Now the evidence of that desecration is starting to gush out. Toronto’s Globe and Mail has published a story on Venezuelan judge Ralenis Tovar, who fled to Canada with her family in July and is now claiming refugee status there. Judge Tovar alleges that as a judge in Caracas, she was forced to sign arrest warrants for Maduro’s political enemies. She further claims that the Maduro government tapped her phones and even attempted to kidnap her daughter from school.
From the Globe and Mail interview:
On her way home from work on Feb. 12, 2014, Ms. Tovar received a series of phone calls from an unknown number. Assuming it was an inmate, she didn’t answer. Then the president of Venezuela’s Supreme Court phoned and told her to pick up the calls. She did and was told to head back to the office.
Ms. Tovar said the court was surrounded by the National Guard and military intelligence officers when she arrived. She was greeted by four public prosecutors, who guarded her office’s door as she sat down.

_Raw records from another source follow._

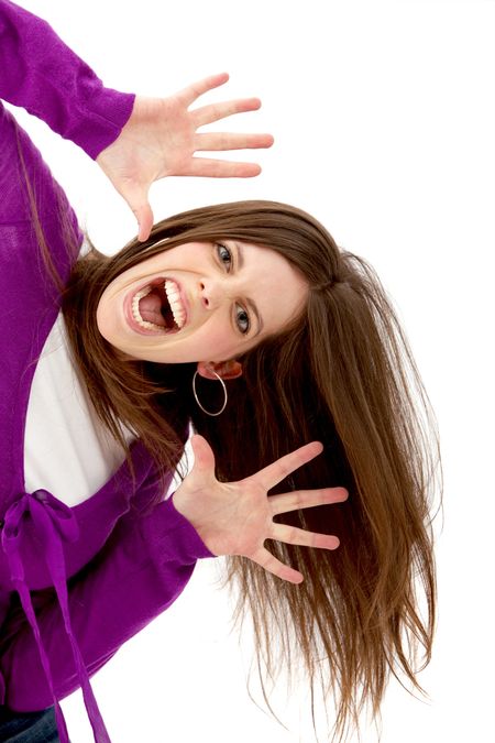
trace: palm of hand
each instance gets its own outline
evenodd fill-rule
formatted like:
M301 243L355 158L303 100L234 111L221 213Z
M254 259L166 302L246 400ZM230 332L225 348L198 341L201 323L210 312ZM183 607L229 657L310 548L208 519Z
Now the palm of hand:
M97 157L97 163L125 199L140 225L140 240L153 226L148 190L155 181L170 175L250 177L260 173L254 163L195 157L199 151L268 147L268 134L198 133L205 124L232 113L260 108L257 98L212 103L189 110L204 92L228 80L228 75L206 78L168 98L138 96L129 121L118 139Z
M195 466L174 494L176 509L195 526L213 555L242 555L283 580L298 583L302 576L280 562L265 539L336 549L339 539L327 534L277 524L273 516L302 507L337 503L346 499L343 488L323 488L267 495L287 474L321 452L317 441L282 457L239 482L221 483L215 477L215 457L206 439L193 438Z

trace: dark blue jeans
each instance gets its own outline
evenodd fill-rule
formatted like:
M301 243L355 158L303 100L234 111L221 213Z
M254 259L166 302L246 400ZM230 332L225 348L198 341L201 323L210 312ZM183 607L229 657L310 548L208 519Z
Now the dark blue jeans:
M0 743L59 743L55 711L12 712L0 707Z

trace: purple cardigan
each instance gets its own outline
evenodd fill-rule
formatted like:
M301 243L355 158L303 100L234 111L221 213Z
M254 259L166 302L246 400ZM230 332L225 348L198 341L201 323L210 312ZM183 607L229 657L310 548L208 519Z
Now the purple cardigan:
M105 88L47 23L7 0L0 0L0 98L40 117L92 159L119 135L134 101L133 95ZM19 592L26 615L0 657L0 704L15 711L55 704L61 739L67 741L57 700L80 686L95 740L108 741L88 674L167 609L197 559L212 554L176 511L173 499L142 513L156 496L156 473L140 441L132 446L135 489L124 463L92 498L73 509L45 491L43 482L34 493L25 492L23 439L30 387L59 298L45 275L18 141L54 263L64 277L77 256L66 254L57 203L79 242L82 237L40 152L0 102L2 633L12 591ZM51 586L57 600L36 614L30 590Z

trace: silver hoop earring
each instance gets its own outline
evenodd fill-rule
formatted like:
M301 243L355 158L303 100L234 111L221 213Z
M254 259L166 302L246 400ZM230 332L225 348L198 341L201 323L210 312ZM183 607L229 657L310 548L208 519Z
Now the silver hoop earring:
M220 374L217 374L217 372L216 372L213 369L210 369L210 371L211 371L212 374L216 375L216 378L218 379L218 381L219 381L220 384L222 385L222 387L223 387L223 394L224 394L224 396L226 396L226 398L224 398L224 401L223 401L223 405L222 405L221 408L218 411L218 413L210 413L210 412L207 411L206 407L204 407L204 406L201 405L201 403L199 402L198 393L196 392L196 378L197 378L197 375L199 374L198 370L195 371L195 375L193 376L193 394L195 395L195 400L196 400L196 402L198 403L198 406L201 408L201 411L202 411L204 413L206 413L207 415L210 415L212 418L215 418L215 416L220 415L220 414L223 413L223 411L226 409L228 396L227 396L227 387L226 387L226 383L224 383L224 381L222 380L222 378L220 376Z

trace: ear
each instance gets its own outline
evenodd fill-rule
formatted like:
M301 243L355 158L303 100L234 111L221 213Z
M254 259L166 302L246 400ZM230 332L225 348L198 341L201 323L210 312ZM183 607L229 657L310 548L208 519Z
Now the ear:
M198 373L207 380L216 380L211 370L217 372L222 380L234 380L242 374L242 365L239 361L198 361Z

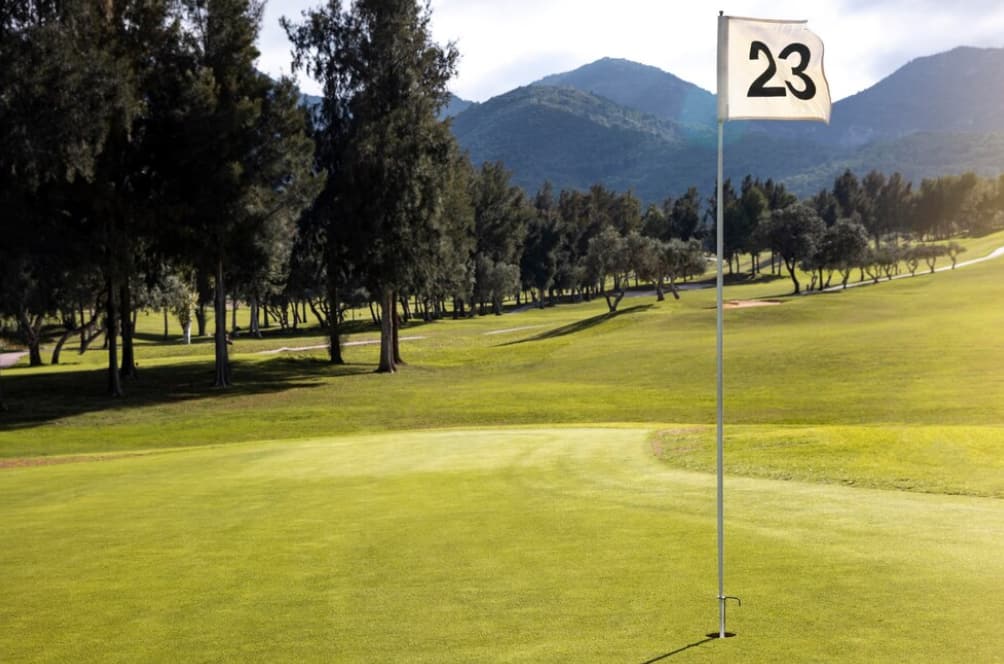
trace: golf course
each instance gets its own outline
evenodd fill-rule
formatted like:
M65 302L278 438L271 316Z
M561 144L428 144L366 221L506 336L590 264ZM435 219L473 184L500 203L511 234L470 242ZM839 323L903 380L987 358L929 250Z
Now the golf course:
M0 662L1004 662L1004 258L790 290L725 291L735 638L692 289L4 369Z

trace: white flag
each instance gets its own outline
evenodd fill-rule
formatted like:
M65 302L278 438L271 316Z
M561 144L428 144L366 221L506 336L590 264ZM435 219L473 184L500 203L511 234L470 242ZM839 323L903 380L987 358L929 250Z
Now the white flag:
M829 123L822 40L805 21L718 17L718 120Z

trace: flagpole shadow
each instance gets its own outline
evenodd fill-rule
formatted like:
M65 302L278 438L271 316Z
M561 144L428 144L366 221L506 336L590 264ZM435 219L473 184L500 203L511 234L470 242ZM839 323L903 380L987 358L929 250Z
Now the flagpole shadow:
M677 648L676 650L674 650L672 652L668 652L665 655L660 655L659 657L653 657L652 659L647 659L644 662L642 662L642 664L656 664L656 662L662 662L663 660L669 659L669 658L673 657L674 655L679 655L680 653L688 651L691 648L697 648L698 646L703 646L704 644L710 643L711 641L714 641L714 640L715 639L713 639L711 637L708 637L707 639L702 639L700 641L695 641L694 643L688 643L683 648Z

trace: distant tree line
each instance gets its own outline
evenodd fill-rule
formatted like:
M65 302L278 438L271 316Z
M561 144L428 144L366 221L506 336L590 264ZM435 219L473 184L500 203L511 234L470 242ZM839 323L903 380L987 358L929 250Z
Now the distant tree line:
M341 363L349 309L381 326L379 370L425 319L603 297L662 299L703 274L716 200L691 188L644 206L601 185L528 195L472 165L438 120L456 70L415 0L328 0L284 18L293 68L255 68L261 0L0 3L0 333L40 365L54 339L102 340L107 385L136 375L137 312L186 340L215 311L215 385L231 382L240 304L260 335L316 320ZM798 201L780 183L724 183L729 269L787 269L795 291L850 272L934 269L949 238L1002 226L1004 178L847 172ZM228 313L230 319L228 321Z
M742 253L750 255L751 273L760 271L759 255L770 251L772 270L783 265L801 290L830 287L836 275L846 286L853 270L861 280L892 278L902 269L932 271L940 257L953 267L962 245L950 238L982 235L1004 228L1004 176L983 179L972 173L925 179L914 190L899 173L871 171L863 179L845 171L831 189L798 202L776 187L747 177L736 195L725 183L726 254L738 270Z

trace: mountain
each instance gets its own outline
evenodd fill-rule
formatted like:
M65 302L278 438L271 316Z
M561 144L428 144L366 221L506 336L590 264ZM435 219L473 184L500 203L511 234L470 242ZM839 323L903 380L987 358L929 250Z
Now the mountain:
M707 129L714 128L716 122L714 94L662 69L631 60L604 57L533 84L574 87L679 125Z
M440 109L440 119L445 120L447 118L455 118L470 108L472 105L474 105L474 101L462 99L456 94L451 93L446 105Z
M726 126L726 176L771 177L801 195L850 168L919 184L966 170L1004 172L1004 49L917 58L833 104L831 124ZM480 104L454 120L475 163L502 161L535 191L595 183L654 202L711 188L715 97L656 67L604 58Z
M453 131L475 164L502 161L513 180L535 191L585 189L603 182L653 196L661 174L678 168L671 156L686 150L675 123L571 87L529 85L471 106ZM672 173L679 179L684 173Z

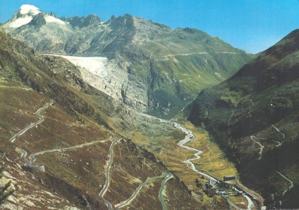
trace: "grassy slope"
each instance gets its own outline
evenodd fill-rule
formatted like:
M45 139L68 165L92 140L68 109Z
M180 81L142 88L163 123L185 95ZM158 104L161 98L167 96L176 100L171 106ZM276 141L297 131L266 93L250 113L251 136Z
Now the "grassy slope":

She was given a folder with three arrest warrants inside. She said she didn’t recognize the first two names, but was shocked when she read the name on the third warrant: Leopoldo Lopez.
“I felt petrified because internally I knew what was the purpose of that warrant, which was to silence a political leader who was an obstacle for President Maduro,” Ms. Tovar said.
Given that it was 2 a.m., Ms. Tovar asked the prosecutors if she could review the warrant the next day. She said they laughed sarcastically and told her that if she didn’t sign it, she would end up like Maria Lourdes Afiuni, a Venezuelan judge who was allegedly raped in prison in 2010.
Terrified, Ms. Rovar signed Mr. Lopez’s arrest warrant.
Judicial independence and political freedom go hand in hand. When one erodes, the other cannot be far behind.